J’ai eu une vision, non pas à Lourdes, mais devant un lieu olé-olé, autrement plus léger que Lourdes, à savoir la porte de l’un des temples (séculiers) de la nuit les plus courus de la Corniche. C’est là que m’est apparue Aphrodite (pas la sainte-vierge, qui n’a pas grand-chose à foutre un samedi soir dans ce quartier, des plus “ fesses-tifs ” de la ville ; je sais, elle est un peu “ Lourdes ”, celle-là !), ou plutôt une déesse de l’amour version “ zzin arbi ” (beauté arabe), que je ne vous décrirai pas en détail, lecteurs, par crainte de trop vous émoustiller, au point que vous interrompiez, pour vous prendre en main (si vous voyez ce que je veux dire !), la lecture de ce qui suit.
Pour ne pas relancer le débat sur le porno (la littérature X, plus précisément) au Maroc, pour laisser ce phénomène de société, avec Tabet, enterré, je dirai seulement qu’il y a du monde au balcon, et que c’est bondé pareil au niveau de l’arrière-boutique !
Nadia est un canon, une bebon* qui entend absolument faire subir à tout le monde son “ guère-nikah ” (“ ghir-matage ”, sauf si t’es prêt à raquer bonbon, coco !), tant elle se vêtit chichement, la poule, même lorsqu’il fait, “ kif ” ce soir, samedi 24 avril (à 23h45), un froid de canard, un temps de chien… Et Nadia se dirige vers moi, doucettement, puis s’adresse à moi, pauvre de moi, en émoi, les mains moites, tout bonnement décontenancé : “ Tu ne serais pas Mehdi ? ”

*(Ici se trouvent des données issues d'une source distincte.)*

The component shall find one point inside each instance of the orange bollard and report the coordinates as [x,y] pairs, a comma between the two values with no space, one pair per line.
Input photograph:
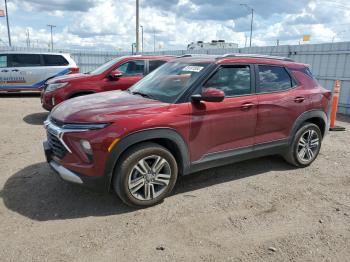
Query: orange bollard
[335,101]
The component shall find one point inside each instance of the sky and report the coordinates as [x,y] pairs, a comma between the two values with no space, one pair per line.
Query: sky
[110,24]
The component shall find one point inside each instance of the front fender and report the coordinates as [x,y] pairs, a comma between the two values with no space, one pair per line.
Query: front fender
[144,136]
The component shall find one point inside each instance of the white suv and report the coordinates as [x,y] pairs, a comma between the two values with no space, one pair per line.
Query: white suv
[28,71]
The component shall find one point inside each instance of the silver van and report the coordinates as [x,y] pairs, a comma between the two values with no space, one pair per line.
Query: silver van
[28,71]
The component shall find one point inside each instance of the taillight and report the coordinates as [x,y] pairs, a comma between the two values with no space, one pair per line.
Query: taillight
[74,70]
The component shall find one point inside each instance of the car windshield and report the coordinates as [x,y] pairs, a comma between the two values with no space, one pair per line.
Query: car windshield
[169,81]
[105,66]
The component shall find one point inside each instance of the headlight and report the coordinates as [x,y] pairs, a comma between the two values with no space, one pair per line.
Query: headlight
[83,127]
[52,87]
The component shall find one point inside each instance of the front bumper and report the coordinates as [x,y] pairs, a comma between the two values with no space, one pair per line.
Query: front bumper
[96,183]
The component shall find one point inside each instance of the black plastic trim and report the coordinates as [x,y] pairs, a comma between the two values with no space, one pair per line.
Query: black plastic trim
[237,155]
[304,117]
[143,136]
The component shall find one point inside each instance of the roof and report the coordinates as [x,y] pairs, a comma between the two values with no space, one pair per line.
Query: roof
[238,57]
[32,52]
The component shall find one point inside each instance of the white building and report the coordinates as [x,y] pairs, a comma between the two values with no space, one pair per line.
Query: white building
[215,44]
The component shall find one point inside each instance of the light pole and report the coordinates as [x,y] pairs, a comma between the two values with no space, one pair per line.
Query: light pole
[142,37]
[8,25]
[51,26]
[251,22]
[137,26]
[154,40]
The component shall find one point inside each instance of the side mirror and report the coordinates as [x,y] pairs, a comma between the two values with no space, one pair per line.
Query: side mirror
[210,95]
[114,75]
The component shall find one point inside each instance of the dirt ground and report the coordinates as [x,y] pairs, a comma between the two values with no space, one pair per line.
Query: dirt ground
[258,210]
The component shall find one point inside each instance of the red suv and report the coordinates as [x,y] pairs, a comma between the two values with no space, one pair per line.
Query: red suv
[117,74]
[191,114]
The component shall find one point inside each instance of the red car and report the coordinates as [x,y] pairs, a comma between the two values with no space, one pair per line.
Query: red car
[192,114]
[117,74]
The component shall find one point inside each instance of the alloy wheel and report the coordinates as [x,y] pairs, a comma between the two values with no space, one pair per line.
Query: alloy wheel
[308,146]
[149,178]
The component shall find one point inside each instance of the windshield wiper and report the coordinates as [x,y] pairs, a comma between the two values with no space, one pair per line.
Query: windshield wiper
[142,94]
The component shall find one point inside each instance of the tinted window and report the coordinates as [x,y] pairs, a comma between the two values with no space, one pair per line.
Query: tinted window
[55,60]
[155,64]
[132,68]
[233,80]
[23,60]
[273,78]
[3,60]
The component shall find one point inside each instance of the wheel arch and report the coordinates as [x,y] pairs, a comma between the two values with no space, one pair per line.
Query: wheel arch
[166,137]
[317,117]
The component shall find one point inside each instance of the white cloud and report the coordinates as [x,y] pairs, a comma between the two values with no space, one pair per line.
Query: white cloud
[110,24]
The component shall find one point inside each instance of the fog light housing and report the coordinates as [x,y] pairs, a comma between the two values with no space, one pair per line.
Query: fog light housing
[86,147]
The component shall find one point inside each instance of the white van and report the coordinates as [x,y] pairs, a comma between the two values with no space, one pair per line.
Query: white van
[28,71]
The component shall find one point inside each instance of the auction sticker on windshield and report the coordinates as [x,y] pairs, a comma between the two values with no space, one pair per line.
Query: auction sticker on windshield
[195,69]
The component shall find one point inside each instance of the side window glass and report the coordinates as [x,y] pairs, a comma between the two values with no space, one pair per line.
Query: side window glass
[154,64]
[132,68]
[273,78]
[233,80]
[3,61]
[55,60]
[25,60]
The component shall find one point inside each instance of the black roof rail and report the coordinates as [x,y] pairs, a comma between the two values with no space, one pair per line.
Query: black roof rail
[257,56]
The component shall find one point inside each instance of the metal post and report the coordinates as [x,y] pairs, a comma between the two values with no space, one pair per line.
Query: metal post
[251,22]
[8,25]
[154,40]
[51,26]
[137,26]
[251,28]
[142,37]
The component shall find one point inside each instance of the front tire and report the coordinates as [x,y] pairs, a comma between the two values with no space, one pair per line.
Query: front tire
[145,175]
[305,146]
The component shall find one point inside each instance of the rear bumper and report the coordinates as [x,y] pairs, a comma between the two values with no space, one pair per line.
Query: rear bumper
[96,183]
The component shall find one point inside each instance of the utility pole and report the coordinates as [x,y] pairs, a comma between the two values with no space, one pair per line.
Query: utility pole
[8,25]
[51,26]
[251,22]
[28,38]
[137,26]
[154,40]
[142,37]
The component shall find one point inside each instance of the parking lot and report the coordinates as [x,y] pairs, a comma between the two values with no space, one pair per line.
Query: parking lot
[258,210]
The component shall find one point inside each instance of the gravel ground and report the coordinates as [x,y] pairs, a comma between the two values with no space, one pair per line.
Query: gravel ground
[258,210]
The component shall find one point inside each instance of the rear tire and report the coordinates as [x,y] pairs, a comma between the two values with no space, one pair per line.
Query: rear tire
[305,146]
[145,175]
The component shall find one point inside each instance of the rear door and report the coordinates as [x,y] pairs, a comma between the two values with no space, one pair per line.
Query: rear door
[281,101]
[229,125]
[24,71]
[133,71]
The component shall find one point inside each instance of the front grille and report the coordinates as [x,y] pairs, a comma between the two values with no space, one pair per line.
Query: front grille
[56,146]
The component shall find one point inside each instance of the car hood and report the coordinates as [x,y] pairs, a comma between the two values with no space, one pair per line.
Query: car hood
[105,107]
[69,78]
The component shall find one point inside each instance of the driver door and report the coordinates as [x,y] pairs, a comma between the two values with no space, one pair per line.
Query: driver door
[227,125]
[133,71]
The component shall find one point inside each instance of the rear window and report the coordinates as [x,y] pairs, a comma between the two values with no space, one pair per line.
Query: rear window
[25,60]
[3,61]
[273,78]
[154,64]
[54,60]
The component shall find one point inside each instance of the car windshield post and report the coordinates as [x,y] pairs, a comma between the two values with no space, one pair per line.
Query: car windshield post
[169,81]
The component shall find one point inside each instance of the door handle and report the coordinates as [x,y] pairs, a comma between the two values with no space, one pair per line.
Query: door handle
[299,99]
[247,106]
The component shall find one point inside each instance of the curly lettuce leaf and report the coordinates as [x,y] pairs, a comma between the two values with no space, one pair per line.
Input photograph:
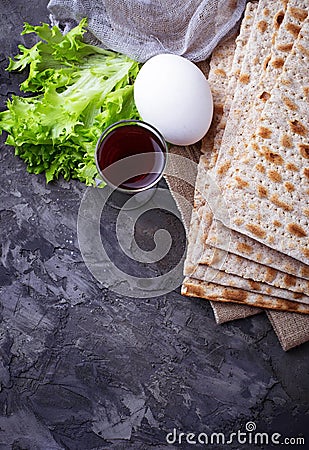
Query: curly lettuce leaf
[78,90]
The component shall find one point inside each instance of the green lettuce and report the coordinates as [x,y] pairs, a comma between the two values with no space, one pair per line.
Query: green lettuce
[77,90]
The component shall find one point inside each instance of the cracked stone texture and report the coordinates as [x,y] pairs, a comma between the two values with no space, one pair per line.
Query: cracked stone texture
[84,368]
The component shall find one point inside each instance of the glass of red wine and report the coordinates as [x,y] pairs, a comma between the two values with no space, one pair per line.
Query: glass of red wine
[131,157]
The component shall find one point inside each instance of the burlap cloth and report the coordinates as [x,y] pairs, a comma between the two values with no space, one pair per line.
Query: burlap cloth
[144,28]
[292,329]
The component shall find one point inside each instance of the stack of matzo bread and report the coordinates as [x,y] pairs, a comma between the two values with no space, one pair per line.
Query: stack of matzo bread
[249,234]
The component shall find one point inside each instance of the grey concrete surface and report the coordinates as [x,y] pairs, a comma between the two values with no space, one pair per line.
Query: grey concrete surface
[84,368]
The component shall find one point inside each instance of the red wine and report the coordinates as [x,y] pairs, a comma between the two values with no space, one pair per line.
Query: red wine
[147,152]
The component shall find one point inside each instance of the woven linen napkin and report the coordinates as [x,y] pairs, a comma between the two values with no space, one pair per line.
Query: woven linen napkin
[144,28]
[292,329]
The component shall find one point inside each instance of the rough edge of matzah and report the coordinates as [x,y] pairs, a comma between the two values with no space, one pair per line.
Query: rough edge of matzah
[214,292]
[221,237]
[272,239]
[218,276]
[195,220]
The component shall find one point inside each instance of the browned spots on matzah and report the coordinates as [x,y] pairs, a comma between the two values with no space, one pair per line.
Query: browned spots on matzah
[259,256]
[277,223]
[262,191]
[293,29]
[254,285]
[231,151]
[264,132]
[244,78]
[286,141]
[218,109]
[224,168]
[262,26]
[298,128]
[277,63]
[272,156]
[303,49]
[256,230]
[266,62]
[220,72]
[296,230]
[264,96]
[242,247]
[260,167]
[285,81]
[276,201]
[270,275]
[278,19]
[289,186]
[275,176]
[291,166]
[304,150]
[285,47]
[289,103]
[240,182]
[235,294]
[255,147]
[298,13]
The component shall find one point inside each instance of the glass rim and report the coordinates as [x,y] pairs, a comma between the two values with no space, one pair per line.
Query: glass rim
[142,124]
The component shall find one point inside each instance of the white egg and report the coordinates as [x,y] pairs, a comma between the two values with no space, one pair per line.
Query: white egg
[172,94]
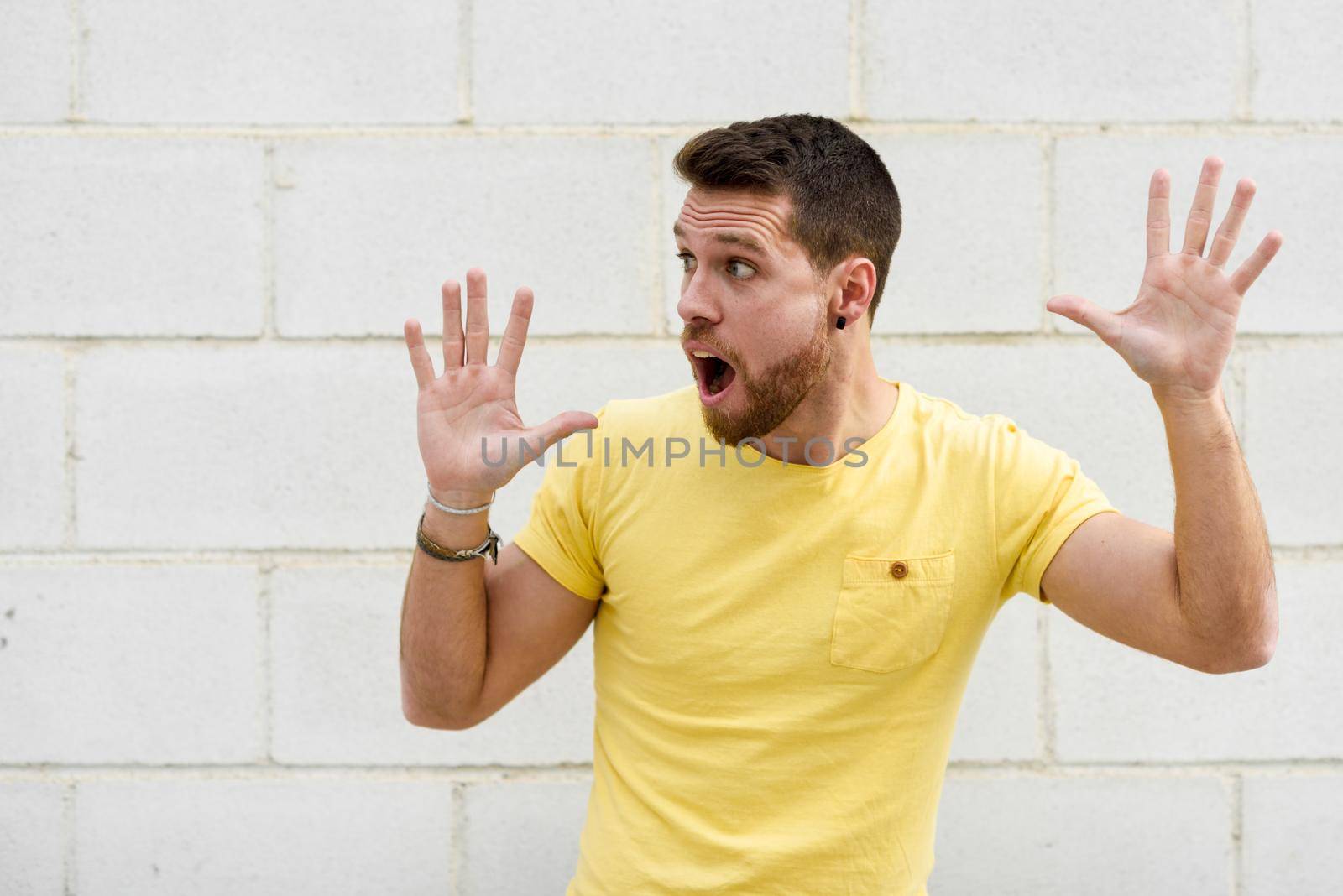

Des perles de sueurs sertissent mon front, mes jambes chancellent, et mes genoux s’emballent, se prennent pour des castagnettes. J’arrive pourtant à bredouiller une réponse vaguement affirmative. “ Zak a un don pour la description. Je t’ai immédiatement reconnu ”, reprend Nadia, sourire (très Colgate-Palmolive) aux lèvres.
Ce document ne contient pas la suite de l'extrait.